According to the ASEAN Information Center, while Lao People’s Democratic Republic is in second place with a projected unemployment rate of one percent, Myanmar is expected to be at 1.79 percent, Singapore (2.2 percent), Vietnam (2.46 percent), Malaysia (3.9 percent), Philippines (5.8 percent), Indonesia (5.83 percent) and Brunei (8.4 percent).

“The relations are consistent with regional and global economic integration policy of our country and so we are not lonely. That’s why we have been opening door widely to do trade with the rest of the world, resulting in revenue generated from export and trade,” said Hong Vannak, an economic analyst at the Royal Academy of Cambodia, while recently talking to one of the reporters of Khmer Times.

Cambodia generated more than $2.2 billion of revenue from its international trade within the first five months of this year, a year-on-year increase of 20 percent. It indicates that domestic production has improved, driven by rising labour.

Cambodia has been attractive for both local and foreign investors who have injected their money into many sectors, including agriculture, industry, construction and tourism. Every foreign dollar invested, contributes to the growth of the economy, and creates job opportunities. Regular flow of foreign direct investment in Cambodia and ASEAN economies only vouch for the strength, growth possibilities and attractiveness of these economies.

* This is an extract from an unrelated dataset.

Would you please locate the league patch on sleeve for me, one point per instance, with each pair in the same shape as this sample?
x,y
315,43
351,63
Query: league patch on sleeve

According to the ASEAN Investment Report 2022 Pandemic Recovery and Investment Facilitation, this grouping of South East Asian nations recorded a robust rebound in foreign direct investment inflows, surging by 42 percent to reach $174 billion in 2021. This increase to near pre-pandemic levels reverses the decline in 2020 caused by the Covid-19 outbreak and reflects the attractiveness of the region’s economy for global investors. With a large market and strong regional integration, ASEAN remains a major FDI destination in the developing world – second only to China – and will play an important role in driving global economic recovery.

Says Dato Lim Jock Hoi, Secretary-General of ASEAN, Intra-ASEAN foreign direct investment, which continues to be an important source of FDI as well as the establishment of production networks in the region, has been increasingly driven by emerging opportunities in sectors such as electric vehicles, electronics, digital economy and green technologies.

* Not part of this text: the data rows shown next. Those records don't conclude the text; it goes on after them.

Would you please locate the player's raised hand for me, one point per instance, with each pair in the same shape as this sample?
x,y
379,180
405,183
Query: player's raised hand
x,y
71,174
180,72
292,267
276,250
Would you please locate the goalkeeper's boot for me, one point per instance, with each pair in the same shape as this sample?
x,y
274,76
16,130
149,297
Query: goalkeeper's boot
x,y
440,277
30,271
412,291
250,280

“This means that our people have a lot of jobs in production and commodities for export,” Vannak said, adding that as a developing country, Cambodia has been attractive for both local and foreign investors who have injected their money into many sectors including agriculture, industry, construction and tourism.

“Rising investment means creating jobs for people,” said Vannak. Cambodia has good geography and potential sectors, especially agriculture and household businesses that can help generate extra income. Also, the free trade agreements (FTAs) are also contributing to job creation, Vannak, an economic analyst at the Royal Academy of Cambodia, added.